United Parcel Service (UPS) was awarded the Golden Leech for undermining democracy by using the NAFTA to sue the Canadian Government for providing a publicly funded postal network. Award presenter, Deborah Bourque, vice-president, Canadian Union of Postal Workers, said “this is an institution that the sharks have been circling for some time — they are demanding $230 million for parcels they never delivered nor have even seen.”
“Friend of the Leech” Awards:
Ontario’s Progressive Conservative Government for its success in creating a “leech- friendly environment,” evicting 25,000 children from their schools, creating two school boards the size of France, cutting $2.2 billion from education, leaving 37,000 children on waiting lists for counselling services, and setting space requirements in schools at only 100 square feet per child. Said award presenter, Annie Kidder of People for Education, “that’s only half as much as they require at the Stanley Park Zoo — for monkeys!”

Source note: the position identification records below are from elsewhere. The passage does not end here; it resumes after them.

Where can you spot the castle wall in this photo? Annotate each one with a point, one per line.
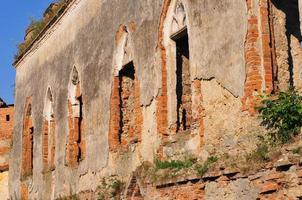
(230, 63)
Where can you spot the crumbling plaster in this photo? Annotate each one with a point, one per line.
(89, 45)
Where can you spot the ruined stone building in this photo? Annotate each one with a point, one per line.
(6, 133)
(109, 87)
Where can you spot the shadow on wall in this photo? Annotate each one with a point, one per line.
(291, 10)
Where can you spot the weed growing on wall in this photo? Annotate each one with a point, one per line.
(203, 168)
(174, 164)
(282, 115)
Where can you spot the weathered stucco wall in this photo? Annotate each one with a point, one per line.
(87, 37)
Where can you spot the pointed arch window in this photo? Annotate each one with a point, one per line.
(75, 148)
(176, 41)
(27, 140)
(125, 114)
(48, 146)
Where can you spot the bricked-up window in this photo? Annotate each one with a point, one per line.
(183, 81)
(75, 148)
(125, 109)
(48, 146)
(126, 93)
(27, 141)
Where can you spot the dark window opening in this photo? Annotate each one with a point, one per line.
(126, 94)
(31, 141)
(183, 82)
(80, 154)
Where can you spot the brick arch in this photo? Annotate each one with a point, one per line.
(49, 126)
(177, 112)
(125, 111)
(27, 140)
(133, 190)
(76, 144)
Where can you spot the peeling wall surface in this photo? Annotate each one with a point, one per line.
(97, 39)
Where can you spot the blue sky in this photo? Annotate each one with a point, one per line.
(15, 16)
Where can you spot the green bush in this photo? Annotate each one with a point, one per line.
(297, 150)
(203, 168)
(260, 154)
(282, 115)
(174, 164)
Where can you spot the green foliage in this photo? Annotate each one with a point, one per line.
(117, 187)
(71, 197)
(37, 26)
(203, 168)
(110, 188)
(282, 115)
(174, 164)
(297, 150)
(260, 154)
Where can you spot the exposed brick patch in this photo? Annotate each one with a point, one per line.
(183, 192)
(27, 140)
(114, 125)
(6, 132)
(125, 114)
(162, 99)
(198, 110)
(24, 192)
(48, 151)
(76, 145)
(259, 66)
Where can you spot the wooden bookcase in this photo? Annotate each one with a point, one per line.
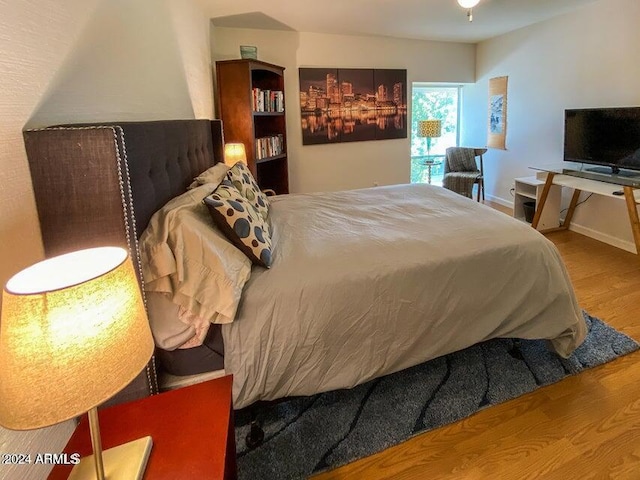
(245, 119)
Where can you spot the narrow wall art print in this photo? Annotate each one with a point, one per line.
(352, 104)
(497, 113)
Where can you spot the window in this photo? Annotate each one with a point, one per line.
(433, 102)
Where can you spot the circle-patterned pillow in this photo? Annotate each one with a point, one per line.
(240, 177)
(240, 223)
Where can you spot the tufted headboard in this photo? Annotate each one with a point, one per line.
(99, 184)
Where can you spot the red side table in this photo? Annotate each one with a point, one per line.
(192, 430)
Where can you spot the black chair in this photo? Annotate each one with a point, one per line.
(461, 171)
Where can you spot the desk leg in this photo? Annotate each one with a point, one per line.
(543, 199)
(633, 215)
(572, 208)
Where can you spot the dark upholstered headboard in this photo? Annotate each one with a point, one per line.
(99, 184)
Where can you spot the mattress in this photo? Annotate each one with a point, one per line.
(368, 282)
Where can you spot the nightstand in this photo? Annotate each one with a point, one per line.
(192, 430)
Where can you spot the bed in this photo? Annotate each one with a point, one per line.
(365, 282)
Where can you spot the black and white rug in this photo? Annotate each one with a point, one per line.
(307, 435)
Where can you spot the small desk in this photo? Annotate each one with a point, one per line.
(429, 161)
(566, 178)
(192, 430)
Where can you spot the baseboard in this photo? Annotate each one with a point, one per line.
(603, 237)
(499, 201)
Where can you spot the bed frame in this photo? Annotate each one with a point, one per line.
(99, 184)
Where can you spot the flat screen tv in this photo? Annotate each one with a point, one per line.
(603, 136)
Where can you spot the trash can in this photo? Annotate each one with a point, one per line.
(529, 210)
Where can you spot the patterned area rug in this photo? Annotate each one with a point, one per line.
(307, 435)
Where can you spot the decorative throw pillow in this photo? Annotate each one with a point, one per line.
(240, 176)
(240, 223)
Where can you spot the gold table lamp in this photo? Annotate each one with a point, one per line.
(73, 333)
(429, 129)
(234, 153)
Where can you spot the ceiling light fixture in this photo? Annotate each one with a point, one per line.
(468, 4)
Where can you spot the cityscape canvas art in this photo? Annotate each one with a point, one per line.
(352, 104)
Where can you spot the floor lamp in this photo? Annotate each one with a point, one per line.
(73, 333)
(429, 129)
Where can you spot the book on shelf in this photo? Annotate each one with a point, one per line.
(269, 146)
(267, 100)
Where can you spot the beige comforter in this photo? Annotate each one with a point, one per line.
(368, 282)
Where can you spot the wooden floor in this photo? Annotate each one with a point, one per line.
(584, 427)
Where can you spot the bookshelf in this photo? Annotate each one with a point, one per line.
(250, 103)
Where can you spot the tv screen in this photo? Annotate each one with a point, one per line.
(603, 136)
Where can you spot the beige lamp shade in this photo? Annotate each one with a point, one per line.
(73, 332)
(234, 153)
(468, 3)
(429, 128)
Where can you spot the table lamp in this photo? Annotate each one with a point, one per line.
(429, 129)
(234, 153)
(73, 333)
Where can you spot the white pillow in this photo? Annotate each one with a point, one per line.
(185, 257)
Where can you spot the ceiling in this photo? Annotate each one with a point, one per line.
(441, 20)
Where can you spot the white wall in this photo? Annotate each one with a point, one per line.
(85, 60)
(589, 58)
(357, 164)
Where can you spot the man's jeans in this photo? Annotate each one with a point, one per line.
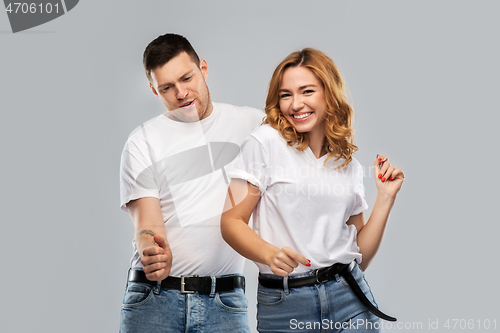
(326, 307)
(148, 309)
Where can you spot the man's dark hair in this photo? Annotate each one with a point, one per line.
(165, 48)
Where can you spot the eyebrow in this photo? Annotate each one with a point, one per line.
(181, 78)
(300, 88)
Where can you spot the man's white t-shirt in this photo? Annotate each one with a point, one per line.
(185, 166)
(304, 204)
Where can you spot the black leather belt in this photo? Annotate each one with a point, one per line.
(189, 284)
(323, 275)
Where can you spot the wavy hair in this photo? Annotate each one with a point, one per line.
(338, 120)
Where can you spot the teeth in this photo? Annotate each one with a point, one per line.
(302, 115)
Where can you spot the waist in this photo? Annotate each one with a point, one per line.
(309, 278)
(188, 284)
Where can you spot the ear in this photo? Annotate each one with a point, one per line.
(153, 89)
(204, 68)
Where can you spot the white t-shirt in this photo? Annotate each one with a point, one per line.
(185, 166)
(304, 204)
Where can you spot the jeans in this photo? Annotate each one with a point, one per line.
(325, 307)
(148, 309)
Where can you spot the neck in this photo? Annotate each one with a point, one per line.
(316, 140)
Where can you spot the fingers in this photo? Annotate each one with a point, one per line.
(296, 257)
(157, 275)
(383, 169)
(152, 251)
(162, 242)
(286, 260)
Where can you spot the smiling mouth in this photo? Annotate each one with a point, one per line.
(301, 116)
(187, 104)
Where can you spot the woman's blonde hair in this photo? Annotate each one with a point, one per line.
(338, 120)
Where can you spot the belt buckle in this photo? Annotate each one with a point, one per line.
(317, 277)
(183, 284)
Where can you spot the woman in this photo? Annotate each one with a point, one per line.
(298, 177)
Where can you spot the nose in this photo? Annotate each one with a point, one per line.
(297, 103)
(180, 92)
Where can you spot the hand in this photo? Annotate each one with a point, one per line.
(388, 178)
(157, 260)
(285, 260)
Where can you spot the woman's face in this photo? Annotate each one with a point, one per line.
(302, 100)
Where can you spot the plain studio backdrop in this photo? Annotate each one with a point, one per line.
(423, 80)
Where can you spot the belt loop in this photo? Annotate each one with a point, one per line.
(156, 289)
(212, 287)
(285, 285)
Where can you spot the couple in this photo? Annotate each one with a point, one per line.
(192, 177)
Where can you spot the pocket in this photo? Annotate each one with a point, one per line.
(268, 296)
(234, 301)
(137, 294)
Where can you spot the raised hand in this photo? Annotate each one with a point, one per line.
(388, 178)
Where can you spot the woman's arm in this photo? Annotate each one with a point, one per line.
(370, 233)
(241, 200)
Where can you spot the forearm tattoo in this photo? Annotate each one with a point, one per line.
(147, 232)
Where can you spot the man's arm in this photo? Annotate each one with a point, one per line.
(150, 237)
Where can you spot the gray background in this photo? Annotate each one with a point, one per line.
(423, 78)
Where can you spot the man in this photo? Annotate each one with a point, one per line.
(184, 277)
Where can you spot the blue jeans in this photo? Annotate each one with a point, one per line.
(148, 309)
(325, 307)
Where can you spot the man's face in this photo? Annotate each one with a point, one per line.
(180, 85)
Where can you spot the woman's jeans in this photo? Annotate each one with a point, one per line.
(148, 309)
(325, 307)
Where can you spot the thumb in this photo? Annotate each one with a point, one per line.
(162, 242)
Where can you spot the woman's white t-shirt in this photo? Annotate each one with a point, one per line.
(304, 203)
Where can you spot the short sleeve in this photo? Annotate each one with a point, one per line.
(360, 204)
(137, 178)
(251, 164)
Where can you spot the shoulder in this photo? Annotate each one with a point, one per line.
(239, 111)
(139, 135)
(266, 135)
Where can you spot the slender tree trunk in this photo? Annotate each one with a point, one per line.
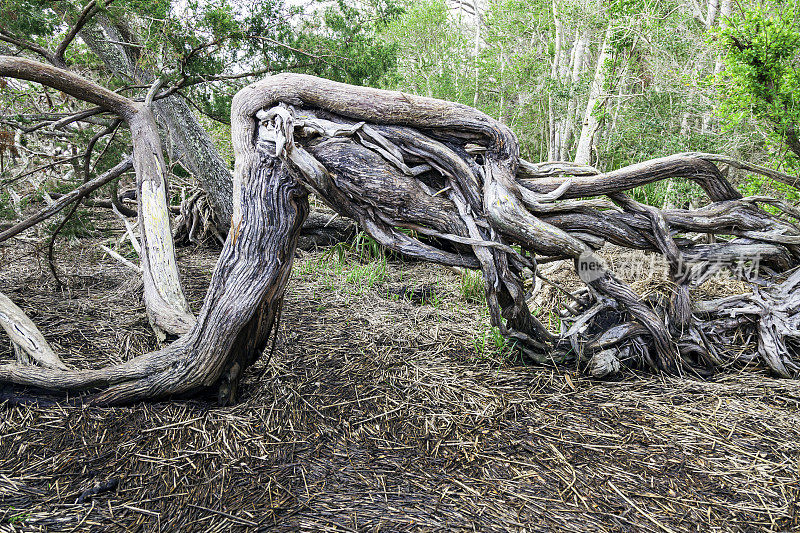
(579, 50)
(591, 125)
(195, 148)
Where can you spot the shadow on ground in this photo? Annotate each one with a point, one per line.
(379, 412)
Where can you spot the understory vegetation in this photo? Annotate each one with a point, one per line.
(254, 277)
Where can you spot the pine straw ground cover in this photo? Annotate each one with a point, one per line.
(387, 406)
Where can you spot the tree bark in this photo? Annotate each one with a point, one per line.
(591, 125)
(397, 162)
(166, 305)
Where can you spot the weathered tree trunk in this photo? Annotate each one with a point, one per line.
(396, 162)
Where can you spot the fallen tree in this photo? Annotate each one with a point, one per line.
(443, 182)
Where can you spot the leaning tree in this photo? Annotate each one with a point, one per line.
(440, 182)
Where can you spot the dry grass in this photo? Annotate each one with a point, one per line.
(376, 413)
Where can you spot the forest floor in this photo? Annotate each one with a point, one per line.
(388, 405)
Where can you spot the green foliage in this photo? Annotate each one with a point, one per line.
(344, 45)
(351, 268)
(432, 60)
(490, 344)
(472, 287)
(761, 77)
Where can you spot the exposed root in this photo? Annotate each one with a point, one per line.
(404, 167)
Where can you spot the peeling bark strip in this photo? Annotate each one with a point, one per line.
(396, 162)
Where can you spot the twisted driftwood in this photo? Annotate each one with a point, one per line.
(452, 176)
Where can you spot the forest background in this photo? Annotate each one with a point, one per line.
(606, 83)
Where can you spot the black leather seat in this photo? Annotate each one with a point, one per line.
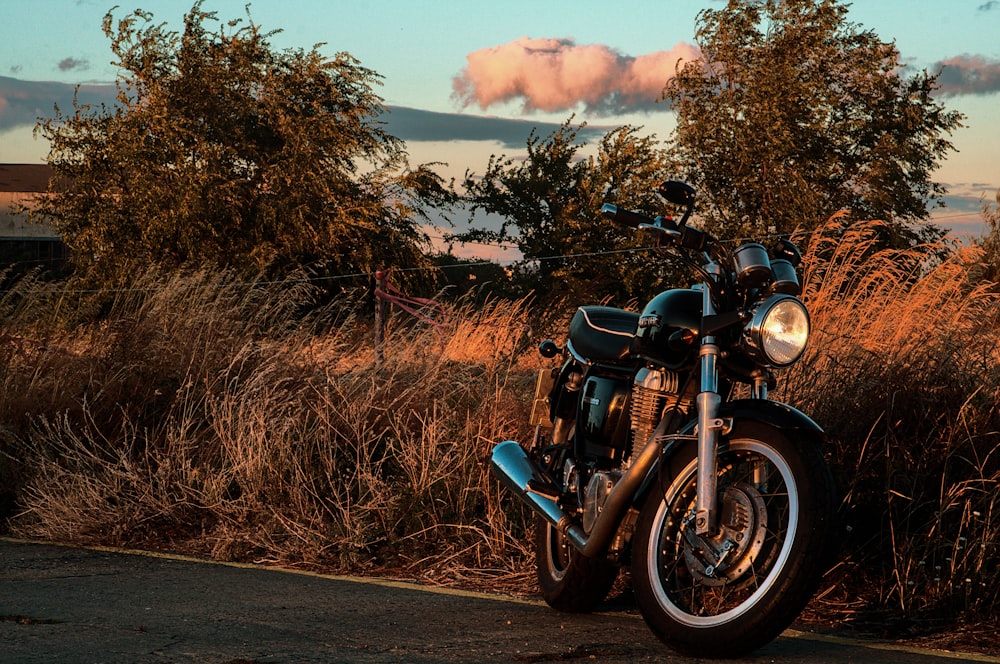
(603, 334)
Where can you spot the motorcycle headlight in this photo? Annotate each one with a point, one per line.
(777, 333)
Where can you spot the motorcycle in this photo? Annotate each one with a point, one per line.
(657, 449)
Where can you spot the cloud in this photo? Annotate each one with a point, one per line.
(558, 75)
(23, 102)
(71, 64)
(969, 75)
(410, 124)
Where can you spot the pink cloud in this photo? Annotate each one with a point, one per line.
(969, 75)
(558, 74)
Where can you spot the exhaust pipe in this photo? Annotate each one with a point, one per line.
(511, 466)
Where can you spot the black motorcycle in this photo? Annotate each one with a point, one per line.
(656, 447)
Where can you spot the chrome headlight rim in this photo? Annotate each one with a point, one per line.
(766, 339)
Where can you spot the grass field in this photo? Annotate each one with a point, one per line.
(200, 414)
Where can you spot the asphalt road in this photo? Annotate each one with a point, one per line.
(68, 605)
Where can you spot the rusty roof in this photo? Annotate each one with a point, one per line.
(32, 178)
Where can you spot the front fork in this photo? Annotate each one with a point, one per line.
(710, 429)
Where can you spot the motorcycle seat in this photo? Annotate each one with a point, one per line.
(603, 334)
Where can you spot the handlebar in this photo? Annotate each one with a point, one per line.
(685, 236)
(624, 217)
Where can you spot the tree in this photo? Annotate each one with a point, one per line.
(549, 204)
(221, 149)
(792, 114)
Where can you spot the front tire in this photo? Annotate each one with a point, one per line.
(728, 593)
(568, 580)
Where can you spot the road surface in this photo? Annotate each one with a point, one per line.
(68, 605)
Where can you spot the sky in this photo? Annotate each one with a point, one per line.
(467, 79)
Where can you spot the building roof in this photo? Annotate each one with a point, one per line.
(32, 178)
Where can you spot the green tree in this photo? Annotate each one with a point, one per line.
(792, 114)
(549, 206)
(222, 149)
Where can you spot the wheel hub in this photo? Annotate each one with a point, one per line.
(725, 555)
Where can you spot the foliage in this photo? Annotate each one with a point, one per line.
(223, 149)
(206, 415)
(793, 114)
(549, 204)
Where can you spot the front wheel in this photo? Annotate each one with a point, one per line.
(726, 593)
(568, 580)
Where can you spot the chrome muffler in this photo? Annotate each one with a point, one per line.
(515, 470)
(511, 465)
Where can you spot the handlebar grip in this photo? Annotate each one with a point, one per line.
(624, 217)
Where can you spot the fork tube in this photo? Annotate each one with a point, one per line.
(709, 426)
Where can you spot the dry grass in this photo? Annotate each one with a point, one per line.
(210, 417)
(201, 415)
(902, 373)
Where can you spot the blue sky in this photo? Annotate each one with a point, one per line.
(421, 47)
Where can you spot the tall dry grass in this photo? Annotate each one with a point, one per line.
(202, 415)
(902, 372)
(213, 417)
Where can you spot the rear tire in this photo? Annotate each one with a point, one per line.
(568, 580)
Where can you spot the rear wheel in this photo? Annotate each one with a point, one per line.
(568, 580)
(729, 592)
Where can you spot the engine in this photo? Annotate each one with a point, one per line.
(653, 391)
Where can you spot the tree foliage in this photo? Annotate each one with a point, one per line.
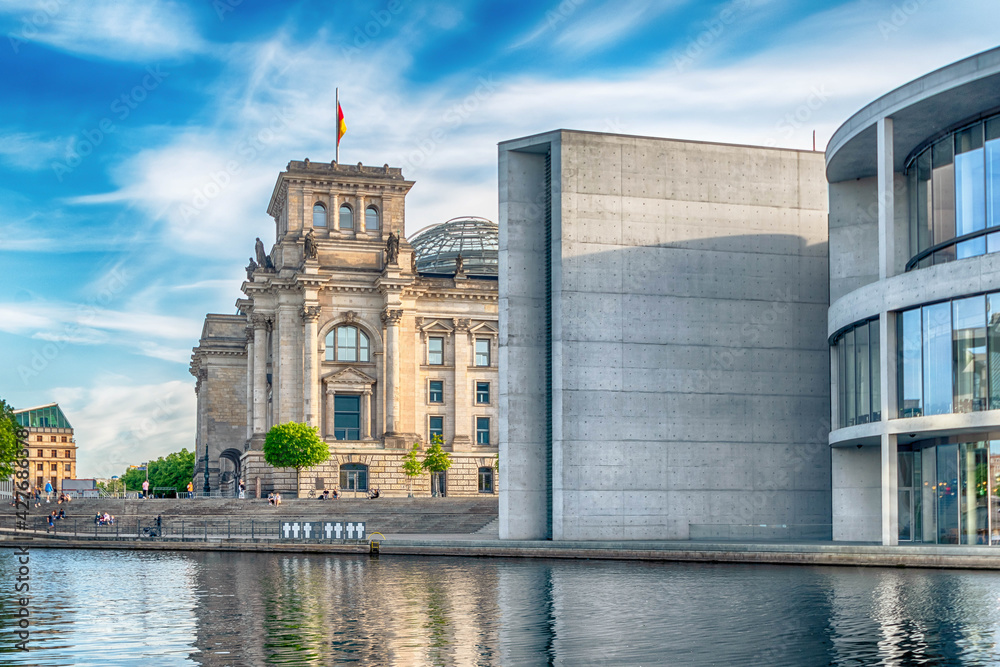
(9, 444)
(292, 445)
(436, 459)
(174, 471)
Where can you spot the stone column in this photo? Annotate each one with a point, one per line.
(391, 318)
(261, 327)
(330, 394)
(366, 415)
(311, 406)
(462, 400)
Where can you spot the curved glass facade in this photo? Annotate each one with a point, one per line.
(954, 190)
(477, 240)
(949, 356)
(859, 389)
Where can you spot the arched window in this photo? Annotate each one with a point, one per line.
(346, 217)
(371, 219)
(347, 344)
(353, 477)
(319, 215)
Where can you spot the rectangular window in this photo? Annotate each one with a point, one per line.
(435, 427)
(346, 417)
(910, 367)
(435, 351)
(436, 393)
(937, 359)
(969, 354)
(486, 480)
(482, 351)
(482, 430)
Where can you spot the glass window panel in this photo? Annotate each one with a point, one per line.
(943, 198)
(994, 473)
(876, 382)
(362, 346)
(435, 351)
(937, 359)
(928, 494)
(347, 344)
(319, 215)
(993, 348)
(969, 354)
(482, 430)
(346, 217)
(947, 494)
(436, 391)
(861, 374)
(482, 352)
(923, 210)
(851, 392)
(371, 218)
(973, 511)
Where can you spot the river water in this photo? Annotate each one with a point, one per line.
(188, 608)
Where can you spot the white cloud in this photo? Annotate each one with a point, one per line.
(105, 29)
(118, 424)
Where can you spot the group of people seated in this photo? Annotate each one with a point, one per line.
(104, 519)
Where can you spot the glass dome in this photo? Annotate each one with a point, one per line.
(475, 239)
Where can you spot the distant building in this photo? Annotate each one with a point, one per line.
(51, 445)
(377, 341)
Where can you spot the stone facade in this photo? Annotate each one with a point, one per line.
(340, 330)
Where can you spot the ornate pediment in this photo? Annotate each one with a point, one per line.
(349, 376)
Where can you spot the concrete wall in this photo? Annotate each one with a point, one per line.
(857, 489)
(691, 371)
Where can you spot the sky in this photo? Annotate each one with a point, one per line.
(140, 142)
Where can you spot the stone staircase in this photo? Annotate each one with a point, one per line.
(387, 515)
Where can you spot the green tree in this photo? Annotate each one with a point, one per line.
(9, 444)
(436, 460)
(412, 467)
(292, 445)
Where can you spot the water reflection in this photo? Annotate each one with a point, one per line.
(108, 608)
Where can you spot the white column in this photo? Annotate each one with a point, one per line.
(330, 394)
(890, 488)
(261, 327)
(366, 415)
(392, 361)
(886, 203)
(311, 406)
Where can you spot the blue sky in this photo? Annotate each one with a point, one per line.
(140, 141)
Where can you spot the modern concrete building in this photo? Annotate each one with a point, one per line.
(376, 341)
(664, 368)
(51, 445)
(914, 320)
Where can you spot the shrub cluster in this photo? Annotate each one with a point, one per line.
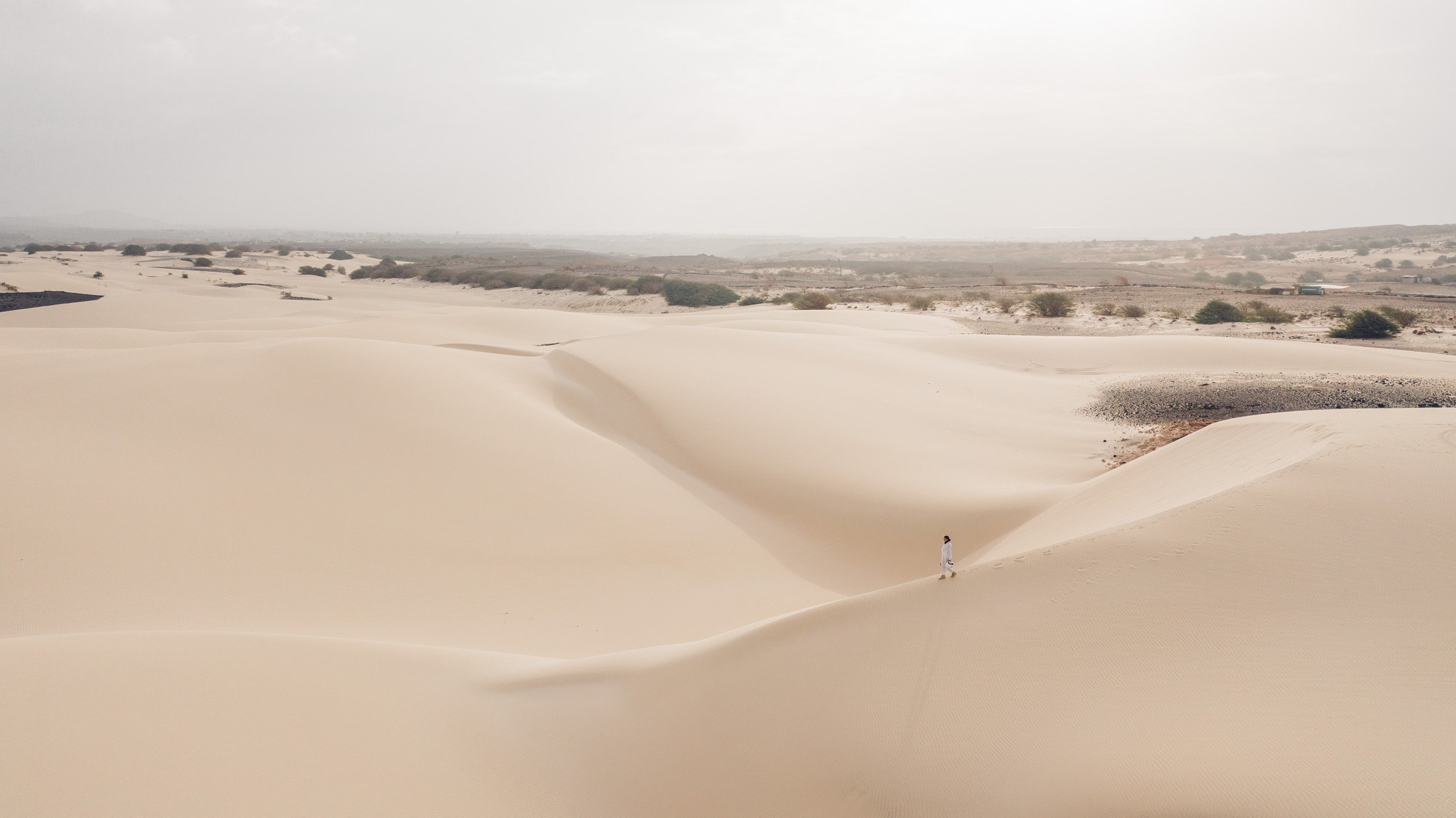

Hamilton City Council: for making it possible for private water and waste water companies to siphon tax dollars out of Hamilton — and into Houston, Texas and now to Germany. Bruce Davidson of Concerned Walkerton Citizens, said “the parallels to the privatization of Walkerton’s water testing is alarming — just like Walkerton, there was no tendering and the contract has been given to a company with no track record in water testing. We can’t even keep track of who to call if things go wrong. Ownership has since flipped three times — Phillip to Enron to RWE.”
Caretaker of the Commons Awards
Ontario Electricity Coalition: for recognizing the importance of maintaining a public system of electrical generation and distribution and for strong advocacy in the public interest
Concerned Walkerton Citizens: in recognition of a courageous response to an unanticipated crisis, and a continuing commitment to the importance of strong public services
Citizens Against Private Prisons in recognition of a remarkable campaign to keep correctional facilities in public hands. Their work is helping to build a strong and caring community.
Ontario Liquor Board Employees Union in recognition of their innovative work in raising community awareness of the dangers of privatization and benefits of public ownership.
Canadian Union of Public Employees, the Council of Canadians, Steve Shrybmann and other members of the Vancouver community for not only successfully fighting off the opening of a privately operated water treatment but ensuring that the operation would be financed, owned and operated by the public sector.
Health Coalitions at the Local, Provincial and Federal levels for their ongoing and growing campaign to keep the critical service of health care in public hands.
People for Education for their tireless efforts in defending a fully publicly funded education system.